The high court bench judges, Justice J.N. Patel and Justice K.K. Tatod, taking cognizance of a writ petition filed by Viren Shah, president of the Mumbai Businessmen Association (MBA) against the compulsory putting up shop hoarding in Marathi language by the MNS, took the state government to task and said as to why the state government and the police had dithered from taking action against the MNS workers who had taken the laws into their hands over the issue of putting up shop name boards in Marathi language.
“The Mumbai police which claims proudly of arresting the alleged terrorists that triggered bomb blasts in the country, but then why can’t they be able to arrest the roadside goons? It does not appear that the state government is interested to take necessary action to tame these goons of the MNS. Therefore at least now wake up from the deep slumber and take necessary and immediate steps to stop the injustice,” the judges said.
Coming heavily on the state Deputy Chief Minister and Home Minister R.R. Patil, the judges said “Patil has warned Mumbai Joint Commissioner of Police (law and order) K.L. Prasad for his comments ‘Mumbai does not belong to anyone’s father.’ If the state home minister does not stand behind the police and support them, then how the police would work,” the judges asked the government lawyer.

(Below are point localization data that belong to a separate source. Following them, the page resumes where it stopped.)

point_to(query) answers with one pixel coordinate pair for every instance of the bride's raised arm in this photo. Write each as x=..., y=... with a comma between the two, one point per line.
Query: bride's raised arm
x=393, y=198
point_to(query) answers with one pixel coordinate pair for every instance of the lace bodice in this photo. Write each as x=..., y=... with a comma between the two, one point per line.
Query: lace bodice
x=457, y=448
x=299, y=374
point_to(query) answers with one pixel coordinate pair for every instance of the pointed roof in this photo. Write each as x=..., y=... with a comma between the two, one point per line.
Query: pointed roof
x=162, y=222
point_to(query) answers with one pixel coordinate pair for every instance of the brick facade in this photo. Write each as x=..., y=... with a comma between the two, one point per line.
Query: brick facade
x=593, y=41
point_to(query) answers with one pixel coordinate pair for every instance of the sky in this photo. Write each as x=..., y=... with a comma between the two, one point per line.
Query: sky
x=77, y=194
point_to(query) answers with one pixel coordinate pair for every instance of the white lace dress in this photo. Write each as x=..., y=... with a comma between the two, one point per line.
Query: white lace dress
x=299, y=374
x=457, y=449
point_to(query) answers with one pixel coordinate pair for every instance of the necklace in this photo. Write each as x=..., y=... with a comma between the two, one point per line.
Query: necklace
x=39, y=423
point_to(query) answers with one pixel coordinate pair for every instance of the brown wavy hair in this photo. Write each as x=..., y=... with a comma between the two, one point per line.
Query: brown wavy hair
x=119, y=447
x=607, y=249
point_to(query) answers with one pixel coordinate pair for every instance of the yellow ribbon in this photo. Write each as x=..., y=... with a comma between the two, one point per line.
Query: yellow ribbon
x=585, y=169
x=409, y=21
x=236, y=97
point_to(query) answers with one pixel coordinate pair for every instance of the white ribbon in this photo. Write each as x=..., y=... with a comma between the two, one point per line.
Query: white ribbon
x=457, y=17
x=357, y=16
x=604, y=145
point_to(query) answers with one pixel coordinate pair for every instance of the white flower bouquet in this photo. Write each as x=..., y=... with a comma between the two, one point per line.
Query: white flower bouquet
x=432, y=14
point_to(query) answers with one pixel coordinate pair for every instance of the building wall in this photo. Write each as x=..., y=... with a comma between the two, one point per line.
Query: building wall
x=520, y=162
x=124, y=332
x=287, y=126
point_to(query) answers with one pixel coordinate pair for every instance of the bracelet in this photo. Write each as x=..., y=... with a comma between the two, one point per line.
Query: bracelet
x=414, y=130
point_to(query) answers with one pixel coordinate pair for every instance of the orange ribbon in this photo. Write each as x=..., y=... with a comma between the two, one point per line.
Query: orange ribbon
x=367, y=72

The judges said that the government was directed to file affidavit into the writ petition in the matter, but the court was not satisfied with the affidavit filed in the court during yesterday’s hearing. The court asked the government to file a new affidavit within three weeks again.
In another development, family members of Mohammed Sadik Shaikh, a software programmer, who was arrested along with four others on Wednesday by the Mumbai crime branch police on alleged charges of being founder member of terrorist outfit Indian Mujahedeen, claimed that he was innocent and that the police had implicated him in false cases.
The Mumbai police had claimed that Mohammed Sadik Shaikh was the mastermind behind the several blasts in the country since the year 2005 and that he had visited a hostile neighboring country, an indirect reference to Pakistan, on two occasions for training in terrorist activities.
Mohammed Azad, the elder brother of Sadik, said that his brother was innocent and that the police had falsely implicated him. Azad denied that his younger brother was in any way ever involved with Indian Mujahedeen or any other terror outfit.